Re: Filsystemkorruption i ext4?

2024-03-28 Thread Hans
Hi Jesper,

RAID 1 is mirroring. I suppose, a reason for the failure might be a timing 
problem. I do not know for sure, if yous system has got a real RAID-controller 
or if it is made by software.

The real controller should not produce write errors, however maybe at heavy 
load it might happen. I never used RAID 1 myself, as I am a fancy guy and am 
no friend of RAID 1. It is just, when there is an error on one drive, it is on 
the other, too.

My fancy solution was, using one drive and mirror this frequently every 30 
minutes using rsync. IMO doing so, I have several options:

1. If the harddrive is defective, I can boot the other one.

2. If the software is defective, I have 30 minutes, to discover the failure 
(every good logging system should alarm this in time)

3. I have a running backup available.

4. I can exchange the defective harddrive during the running system.

5. After exchange, i can examine, what happened (hardware failure, malware, 
whatever).

Many people will now laugh at me, but doing so, worked for me at best. So I 
reached an uptime of more than 700 days, but this might not be based on my 
work, but the work of all the debian developers!

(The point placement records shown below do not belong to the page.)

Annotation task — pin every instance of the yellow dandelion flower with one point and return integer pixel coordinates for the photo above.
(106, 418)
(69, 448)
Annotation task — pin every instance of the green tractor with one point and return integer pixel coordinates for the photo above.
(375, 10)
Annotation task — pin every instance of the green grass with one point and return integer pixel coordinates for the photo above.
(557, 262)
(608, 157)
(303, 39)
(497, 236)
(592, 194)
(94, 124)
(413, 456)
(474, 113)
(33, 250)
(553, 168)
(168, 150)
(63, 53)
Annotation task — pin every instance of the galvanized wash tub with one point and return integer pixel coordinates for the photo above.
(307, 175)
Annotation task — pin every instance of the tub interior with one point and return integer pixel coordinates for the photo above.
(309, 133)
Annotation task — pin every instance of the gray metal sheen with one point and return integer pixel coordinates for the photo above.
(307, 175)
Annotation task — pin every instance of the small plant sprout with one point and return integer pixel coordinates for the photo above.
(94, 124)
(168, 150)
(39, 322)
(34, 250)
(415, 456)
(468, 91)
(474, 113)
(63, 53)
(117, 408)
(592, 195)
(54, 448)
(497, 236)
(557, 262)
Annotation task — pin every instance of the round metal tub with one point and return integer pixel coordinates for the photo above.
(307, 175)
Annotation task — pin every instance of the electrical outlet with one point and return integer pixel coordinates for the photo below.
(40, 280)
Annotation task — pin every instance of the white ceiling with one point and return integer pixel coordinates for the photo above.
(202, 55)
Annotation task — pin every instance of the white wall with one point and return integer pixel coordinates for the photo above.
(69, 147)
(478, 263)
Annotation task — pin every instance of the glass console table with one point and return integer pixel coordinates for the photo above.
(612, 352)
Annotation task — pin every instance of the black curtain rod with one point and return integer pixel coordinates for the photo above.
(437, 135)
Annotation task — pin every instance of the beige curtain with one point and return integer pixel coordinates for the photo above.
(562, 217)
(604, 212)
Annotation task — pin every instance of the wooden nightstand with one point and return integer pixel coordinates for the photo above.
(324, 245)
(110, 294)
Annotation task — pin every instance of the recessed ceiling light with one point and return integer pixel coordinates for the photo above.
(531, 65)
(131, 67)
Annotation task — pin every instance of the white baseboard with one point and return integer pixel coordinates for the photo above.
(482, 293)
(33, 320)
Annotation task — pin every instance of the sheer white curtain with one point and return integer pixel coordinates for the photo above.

As I said before, i am not very experienced with RAID 1, other people might 
know much more.

Personally I believe, RAID is mostly used with Windows, as Windows does not 
have these nice tools like rsync or syslog and all the things, that make linux 
and debian so great.

Have a nice eastern!

Best

Hans 

> Sorry - I should have left more of the previous mails quoted.  I have
> previously tested the RAID1 consistency (ok), fixed the file system
> (found 3 files with incorrect block count), and now also tested the
> RAM.And since it seems unlikely that it is a bug in ext4 (in Debian
> Bullseye), I don't quite understand how such an inconsistency can occur.
> Thanks for your response, Jesper
> 
> > If so, I suggest to boot a live system like Knoppix or similar, then run
> > your test by using
> > 
> > e2fsck -y /dev/sda1
> > 
> > or wherever your filesystem resides.
> > 
> > Please pay attention: If you have encrypted filesystems, then first open
> > the encryption, do NOT mount the filesystem and then check it, for
> > example:
> > 
> > cryptsetup luksOpen /dev/sda1 data1
> > 
> > then enter the password and now you can run
> > 
> > e2fsck -y /dev/mapper/data1
> > 
> > Note: the word "data1" is only an example, you can name it, whatever you
> > want like "space", "soap", "bullet", "henry" or whatever.
> > 
> > Hope this helps.
> > 
> > Best
> > 
> > Hans
> > 
> >> [Sorry - I accidentally sent this too quickly in an incomplete state.
> >> Second try here:]
> >> 
> >>> On Wed, Mar 20, 2024, 11:28 AM Jesper Dybdal
> >>> 
> >>>   wrote:
> >>>  I think I'll let memtest86+ run overnight one of the coming nights.
> >>>  
> >>>  Unless it is simply a RAM error, then it is a bit scary...
> >> 
> >> I've now let memtest86+ run for 9 hours, during which it did 14 passes
> >> of all its tests.  It found nothing wrong.
> >> 
> >> On 2024-03-20 22:58, Nicholas Geovanis wrote:
> >>> I have seen that a couple times, unlikely but possible. Maybe review
> >>> your RAM configuration too, ensure that the sticks are on the same
> >>> supported refresh rate and distributed across the slots in an approved
> >>> way.
> >> 
> >> There is only one RAM stick (of 16 GB), so there should be no problems
> >> of that kind.
> >> 
> >> I'm afraid I won't find an explanation of that file system corruption :-(
> >> 
> >> Thanks to Franco and Nicholas for your responses,
> >> Jesper






Re: Filsystemkorruption i ext4?

2024-03-28 Thread Jesper Dybdal

On 2024-03-28 15:02, Hans wrote:

Am Donnerstag, 28. März 2024, 14:49:37 CET schrieb Jesper Dybdal:
Hello,

memtest86+ is for testing RAM, but do you not want to test ext4 filesystem?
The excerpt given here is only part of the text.